A man convicted of smuggling guns across the border, whose trial was marked with the tribulations of self-representation, may get a lawyer after all, as constitutional issues were raised in sentencing.
Senk’lip, known officially as Alex Louie, was found guilty in October of nine gun-related charges for attempting to smuggle a pair of guns into Canada at the U.S. border on Feb. 1 this year, and was up for a sentencing hearing on Thursday.
Due to the similarity of some of the charges, Senk’lip will only be facing sentencing for five of the charges.
A potential constitutional challenge halted the process, as the court prepares to consider the constitutionality of mandatory minimums for Indigenous offenders, if a challenge is filed by Senk’lip. For gun smuggling charges, the mandatory minimum is three years.
Throughout the pretrial and trial process, Justice Arne Silverman advised Senk’lip to obtain legal counsel, a suggestion Silverman made again at the beginning of a sentencing hearing Thursday morning.
Senk’lip, again, declined to get a lawyer, declaring the Crown and court’s assumed jurisdiction over him to be “genocide.”
That type of argument was prevalent in Louie’s trial and pretrial proceedings, an argument that Silverman had originally appeared willing to hear initially.
Thursday, Silverman pushed back against a “nonsense question” at one point and shut down a speech from Senk’lip, who spoke of financial transactions and commercial bonds.
“I have no idea what he’s talking about,” Silverman said after the approximately five-minute monologue from Senk’lip. “There’s nothing there that’s relevant to the sentencing process.”
Silverman said he would not get back into the same issues from “the time that was wasted of the five days that we spent in trial. … I would estimate that roughly half of that was Senk’lip ignoring me.”
It wasn’t just Senk’lip that Silverman butted heads with during the hearing Thursday. He and Crown lawyer Clarke Burnett had a lengthy back-and-forth over the a recent decision, referred to as R. v. J.L.M., which suggested an Indigenous background should be of consideration when sentencing, and could mean a sentence below the mandatory minimum.
What was largely at issue was Senk’lip’s lack of a lawyer on this matter, who could have filed a constitutional challenge to the mandatory minimum for consideration of his Indigenous heritage.
“There’s been no constitutional challenge to this section, and I say that has to happen,” Burnett said.
“Senk’lip isn’t capable of mounting a constitutional challenge.

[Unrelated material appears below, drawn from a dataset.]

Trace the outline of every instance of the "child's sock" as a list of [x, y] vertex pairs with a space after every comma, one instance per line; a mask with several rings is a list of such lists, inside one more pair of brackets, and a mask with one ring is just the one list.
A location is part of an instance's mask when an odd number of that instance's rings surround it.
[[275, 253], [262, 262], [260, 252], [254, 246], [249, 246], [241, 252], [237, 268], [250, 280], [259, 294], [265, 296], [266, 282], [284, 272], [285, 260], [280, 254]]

You are well aware of what a constitutional challenge means … but he’s never going to file the necessary paperwork,” Silverman countered. “I would have to indicate on his behalf that that’s an issue I want canvassed.”
Burnett suggested that would require an adjournment in the case, for the constitutionality of mandatory minimums for Senk’lip to be explored.
“Unless there is a constitutional challenge, your lordship doesn’t have the jurisdiction to go below the mandatory minimum,” Burnett said.
After a 20-minute back-and-forth, Burnett did ultimately convince Silverman a constitutional challenge would need to be brought forth for J.L.M. to apply for Senk’lip, because it was a constitutional challenge that took J.L.M. to the appeals court in the first place.
That led to a renewed call for Senk’lip to seek legal counsel.
“I’m not saying you’ll get less than a three-year sentence, even if there was no minimum,” Silverman said. “Mr. Burnett makes a good case for the proposition that I’m not permitted to consider that (J.L.M.) unless there is a formal challenge.”
Senk’lip said he would be willing to consider consulting with one of his lawyer friends to attempt to mount that constitutional challenge.
The court is set to reconvene in mid-January on the matter.